MANTOVA L’ultimo Mantova-Spezia (correva il 22 dicembre 2007) porta la sua firma: Denis Godeas. Il bomber di Cormons segnò tutte e tre le reti biancorosse, in una stagione per lui straordinaria che gli fece conquistare la palma di capocannoniere del campionato. L’abbiamo rintracciato per parlare di quei tempi, ma soprattutto del presente perchè Mantova-Spezia domenica metterà in palio punti pesantissimi: in chiave salvezza per l’Acm, in chiave promozione per i liguri.
Denis, innanzitutto ti ricordi quella tripletta? Ne hai centrate tante in carriera…
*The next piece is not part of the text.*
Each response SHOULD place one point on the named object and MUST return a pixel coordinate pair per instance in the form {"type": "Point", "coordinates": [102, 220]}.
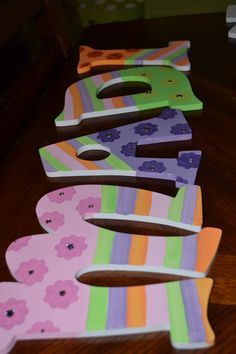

«Come no. Me li ricordo tutti i miei gol, anche quelli in Seconda Categoria. La tripletta con lo Spezia fu particolare perchè il secondo lo segnai su punizione a giro, non proprio la mia specialità. Oltretutto sotto la Te. Ne ho fatti pochi così».
In quella stagione ti riusciva tutto. Ma per il Mantova fu un’annata deludente…
«Si parlava di Serie A, ma mancava l’equilibrio. La squadra era troppo sbilanciata in avanti, con un potenziale offensivo eccezionale ma eccessivo. Così, per varie ragioni e per colpe nostre, abbiamo ottenuto meno di quel che c’eravamo prefissati».
Sei rimasto in contatto con qualcuno di quei tempi?
«Mi sento ogni tanto con Corona. Ci confrontiamo su chi ha messo su più pancia (ride). Di recente ho rivisto anche Balestri».
Veniamo al presente. Cosa pensi del Mantova?
«Che ha un grande allenatore e una squadra che meriterebbe maggiore sostegno quando le cose non vanno bene».
Andiamo con ordine e cominciamo da Possanzini…
«Non lo conosco personalmente, ma tutti quelli che hanno lavorato con lui me ne parlano bene. La scorsa stagione ha compiuto un capolavoro, quest’anno è stato massacrato dalle critiche alle prime difficoltà. Ci vorrebbero maggiore serenità e competenza nei giudizi. So bene che i tifosi reagiscono spesso di impulso, ma oggi coi social questa tendenza si è accentuata».
Perchè Possanzini meriterebbe più rispetto?
«Perchè anche quest’anno sta facendo un lavoro egregio. E bene ha fatto la società a confermarlo nella fase più critica della stagione. Il Mantova sta disputando un campionato in linea, se non al di sopra, delle proprie potenzialità. Se guardiamo l’organico, non dispone di nessun giocatore in grado di risolvere da solo una partita. Per questo dico che la squadra va supportata, quando attraversa un momento difficile. Solo così potrà giungere alla salvezza».
E dello Spezia cosa pensi?
«Lo Spezia ha un allenatore (D’Angelo) che conosco e che ritengo tra i più preparati. La squadra ha qualcosa in meno rispetto a Sassuolo e Pisa, ma al Martelli sarà costretta a fare risultato per sperare nella A».
Sarà dura per il Mantova…
«Io penso che i biancorossi se la possano giocare alla grande».
Ce la farà l’Acm a salvarsi?
«Ne sono convinto. Ne ha tutti i mezzi e io glielo auguro di cuore. Così come mi auguro di vederla un giorno in Serie A, magari insieme alla “mia” Triestina».